Of course, Merrill is used to a full schedule. While working on his undergraduate degree at Rhodes College in Memphis, he took a job as a prep cook for a French restaurant where speed was de rigueur. “The very first day I was there, Martha, who was the chef, said, ‘I need these carrots peeled.’ So I’m slowly peeling the carrots, and she looks at me and says, ‘Thomas! See that 50-pound bag of carrots? Those are for dinner tonight. This is how you peel carrots,’” Merrill says, gesticulating in a rapid peeling motion. Eventually, Merrill mastered the art of the quick chop. “My wife is always amazed at how fast I do things,” he says. “I can make a lot of food in a short amount of time. A lot of it is my technique but also being able to multitask. It’s just a matter of timing.”
Merrill’s multitasking skills served him well when he came to Cincinnati in 1990 to earn a doctorate at the University of Cincinnati-College Conservatory of Music. While writing his dissertation, he worked as a captain waiter at the Celestial restaurant at night and the manager of the Chateau Pomije Wine Store during the day.
Today, his affection for fine food and wine translates to his personal kitchen, where he prepares a late dinner for his wife and daughter every night after a full day of rehearsals. “We never, ever go out,” Merrill says. “It’s really important for us to always eat dinner together as a family, and we do that whenever we can. I always grab something on the way home, but it’s something I’m going to cook.” Merrill admits he leans toward French cooking—inspired by his early training—followed closely by Italian cuisine because of its fresh herbs and pastas. He also enjoys inviting friends over for a multicourse meal. Printed menus often include items such as smoked salmon with capers and onions, a delicate carrot soup with dill pesto, lamb with mashed potatoes flavored with truffle oil and, of course, a salad. “We always do the salad after the dinner because it’s a French thing,” he explains. “And by then you’re almost done drinking the wine and then the vinegar in the salad doesn’t conflict with the wine.” Dessert is usually light, such as a crème brulee or some mixed berries drizzled with sabayon. One item that may soon make it to his menu is quail. Merrill manages to carve out time—usually during one of Xavier’s academic breaks—for an annual quail hunt in Washington State with his father. “I started out duck hunting when I was in seventh grade with my dad down in Houston,” he says. “Half the reason I do it is it’s a chance to be with my dad because I rarely get to see him.”

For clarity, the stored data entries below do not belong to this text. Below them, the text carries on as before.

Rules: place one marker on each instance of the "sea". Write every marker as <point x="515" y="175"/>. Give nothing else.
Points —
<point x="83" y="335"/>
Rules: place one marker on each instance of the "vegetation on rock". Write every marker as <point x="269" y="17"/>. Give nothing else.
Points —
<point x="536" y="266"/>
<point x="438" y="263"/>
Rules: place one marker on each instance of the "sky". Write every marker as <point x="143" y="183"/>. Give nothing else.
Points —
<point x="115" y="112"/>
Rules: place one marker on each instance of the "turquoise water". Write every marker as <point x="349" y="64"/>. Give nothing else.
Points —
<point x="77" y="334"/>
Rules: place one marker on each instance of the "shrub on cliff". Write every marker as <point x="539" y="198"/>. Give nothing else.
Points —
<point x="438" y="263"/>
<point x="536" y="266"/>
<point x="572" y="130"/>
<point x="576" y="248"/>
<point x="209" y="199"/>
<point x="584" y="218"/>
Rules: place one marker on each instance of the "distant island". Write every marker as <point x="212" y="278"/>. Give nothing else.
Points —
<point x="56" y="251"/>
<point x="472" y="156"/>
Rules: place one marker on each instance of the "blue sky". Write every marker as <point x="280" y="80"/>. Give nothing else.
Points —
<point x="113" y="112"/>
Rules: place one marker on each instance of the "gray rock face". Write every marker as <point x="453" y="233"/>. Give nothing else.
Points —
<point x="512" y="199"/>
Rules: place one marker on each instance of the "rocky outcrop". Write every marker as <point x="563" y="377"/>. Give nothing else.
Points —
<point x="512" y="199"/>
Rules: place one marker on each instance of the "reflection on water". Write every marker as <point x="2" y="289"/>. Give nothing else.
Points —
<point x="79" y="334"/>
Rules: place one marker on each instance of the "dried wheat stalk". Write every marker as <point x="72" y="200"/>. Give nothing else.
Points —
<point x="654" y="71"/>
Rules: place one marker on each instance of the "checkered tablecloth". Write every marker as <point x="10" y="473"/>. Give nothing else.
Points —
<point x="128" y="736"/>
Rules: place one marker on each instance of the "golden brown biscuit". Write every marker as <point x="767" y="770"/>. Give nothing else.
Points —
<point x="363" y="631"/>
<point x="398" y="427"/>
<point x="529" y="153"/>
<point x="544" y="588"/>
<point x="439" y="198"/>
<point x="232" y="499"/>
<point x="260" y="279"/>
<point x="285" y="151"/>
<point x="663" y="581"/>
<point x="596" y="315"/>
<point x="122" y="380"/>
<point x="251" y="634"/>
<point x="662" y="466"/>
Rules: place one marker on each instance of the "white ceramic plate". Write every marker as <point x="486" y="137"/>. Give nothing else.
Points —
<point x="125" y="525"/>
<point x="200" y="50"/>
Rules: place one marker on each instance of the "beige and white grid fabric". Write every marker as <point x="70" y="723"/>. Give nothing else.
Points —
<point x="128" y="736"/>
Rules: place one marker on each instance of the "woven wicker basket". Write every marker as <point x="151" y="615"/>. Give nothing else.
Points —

Recently, Merrill found another passion that requires a lot of scheduling: running. Inspired by a friend, he joined a running group and slowly worked his way up to the marathon circuit. “The group I run with is called Galloway, and the motto is ‘run injury-free.’ I like it because they always incorporate walking into the running.” So far, he has run two marathons: Cincinnati’s Flying Pig and the Air Force Marathon. But even Merrill couldn’t fit a third one on his calendar and took a season off. However, that hasn’t deterred him. “I plan on running another marathon in the spring,” he says. “My default is always the Pig, but I’m also looking at the Marine Corps, which is in D.C., and there’s another one where my folks live, in Carmel. You start at Sur and you run to Carmel, and it’s all along the coast highway. So I’d be very anxious in running that one. I think that would be really cool.”